O inquérito abrangeu sobretudo países com rendimento médio segundo a classificação do Banco Mundial: Bangladeche, Malásia, Paquistão, Sri Lanca, Cisjordânia e Jerusalém Oriental, Singapura, Chile, Tailândia, Gana, Peru, Colômbia e Filipinas. Em cinco deles — Bangladeche, Malásia, Paquistão, Sri Lanca e na Cisjordânia — a China é a que inspira maior confiança.
A ligação entre a atitude geral em relação a um país e a confiança na sua capacidade de regular a IA é claramente visível. Nos países de rendimento médio, as opiniões sobre a China são, em geral, mais positivas do que nos países de rendimento elevado, o que se correlaciona diretamente com a disposição para confiar a Pequim a supervisão das tecnologias.
Ao contrário do inquérito de 2025, em que a União Europeia liderava em 25 países, os dados atuais mostram uma mudança de preferências precisamente nos Estados de rendimento médio. Aí, a confiança nos próprios governos é frequentemente maior do que nos atores externos, mas entre as opções internacionais a China fica à frente.
A metodologia do Pew sublinha que a confiança foi medida com uma pergunta sobre a capacidade de «regular eficazmente a inteligência artificial». As respostas «confio em certa medida» e «confio plenamente» foram somadas.
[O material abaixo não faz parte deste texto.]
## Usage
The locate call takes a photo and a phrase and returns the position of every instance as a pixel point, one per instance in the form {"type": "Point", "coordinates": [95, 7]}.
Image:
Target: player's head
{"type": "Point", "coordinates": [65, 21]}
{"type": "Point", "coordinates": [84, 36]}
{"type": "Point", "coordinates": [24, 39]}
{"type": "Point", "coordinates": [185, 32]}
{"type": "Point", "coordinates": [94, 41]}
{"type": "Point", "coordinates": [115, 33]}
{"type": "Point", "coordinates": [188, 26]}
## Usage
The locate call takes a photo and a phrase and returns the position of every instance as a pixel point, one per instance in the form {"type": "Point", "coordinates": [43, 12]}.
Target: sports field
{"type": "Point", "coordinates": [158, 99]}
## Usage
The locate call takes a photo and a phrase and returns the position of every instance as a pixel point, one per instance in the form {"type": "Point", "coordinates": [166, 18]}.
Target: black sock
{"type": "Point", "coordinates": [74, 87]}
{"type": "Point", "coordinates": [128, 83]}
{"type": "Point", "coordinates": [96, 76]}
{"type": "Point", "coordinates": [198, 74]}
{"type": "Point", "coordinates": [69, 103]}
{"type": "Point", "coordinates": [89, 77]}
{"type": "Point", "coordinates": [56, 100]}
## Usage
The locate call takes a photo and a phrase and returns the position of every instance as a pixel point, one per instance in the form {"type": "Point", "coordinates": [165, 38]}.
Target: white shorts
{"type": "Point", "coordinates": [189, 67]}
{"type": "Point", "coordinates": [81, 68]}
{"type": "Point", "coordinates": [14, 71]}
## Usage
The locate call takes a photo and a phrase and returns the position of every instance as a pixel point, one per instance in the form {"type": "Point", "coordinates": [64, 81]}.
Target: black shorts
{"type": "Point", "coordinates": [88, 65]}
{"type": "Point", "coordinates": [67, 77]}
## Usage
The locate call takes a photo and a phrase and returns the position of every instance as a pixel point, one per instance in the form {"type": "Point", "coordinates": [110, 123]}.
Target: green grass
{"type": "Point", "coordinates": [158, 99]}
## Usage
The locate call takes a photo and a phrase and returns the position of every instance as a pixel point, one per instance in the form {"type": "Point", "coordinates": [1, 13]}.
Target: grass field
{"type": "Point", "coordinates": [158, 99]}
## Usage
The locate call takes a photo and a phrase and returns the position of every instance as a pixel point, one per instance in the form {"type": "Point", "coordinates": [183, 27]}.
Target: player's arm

A amostra é representativa da população adulta de cada país, mas não inclui os próprios EUA, a China nem os países da UE.
Para comparação: em estudos anteriores do Pew, de 2025, a confiança mediana na UE era de 53 %, nos EUA de 37 % e na China de apenas 27 %. A passagem para países predominantemente de rendimento médio alterou o panorama, refletindo diferenças nas prioridades geopolíticas e na perceção da China.
Esta distribuição da confiança tem consequências diretas para a governação global da IA. Os países em que a China inspira maior confiança podem inclinar-se a participar em iniciativas de Pequim para a definição de normas, como quadros éticos ou mecanismos de partilha de dados, em vez de abordagens ocidentais.
Continua em aberto a questão de saber como exatamente estas preferências influenciarão os futuros acordos internacionais. Falta ainda uma verificação independente através de novos inquéritos e da análise de propostas regulatórias concretas.
Em última análise, os dados do Pew mostram que, nos países de rendimento médio, a China é vista como um parceiro mais fiável na regulação da IA do que os EUA ou a UE, e esta perceção está estreitamente ligada à atitude geral em relação ao país.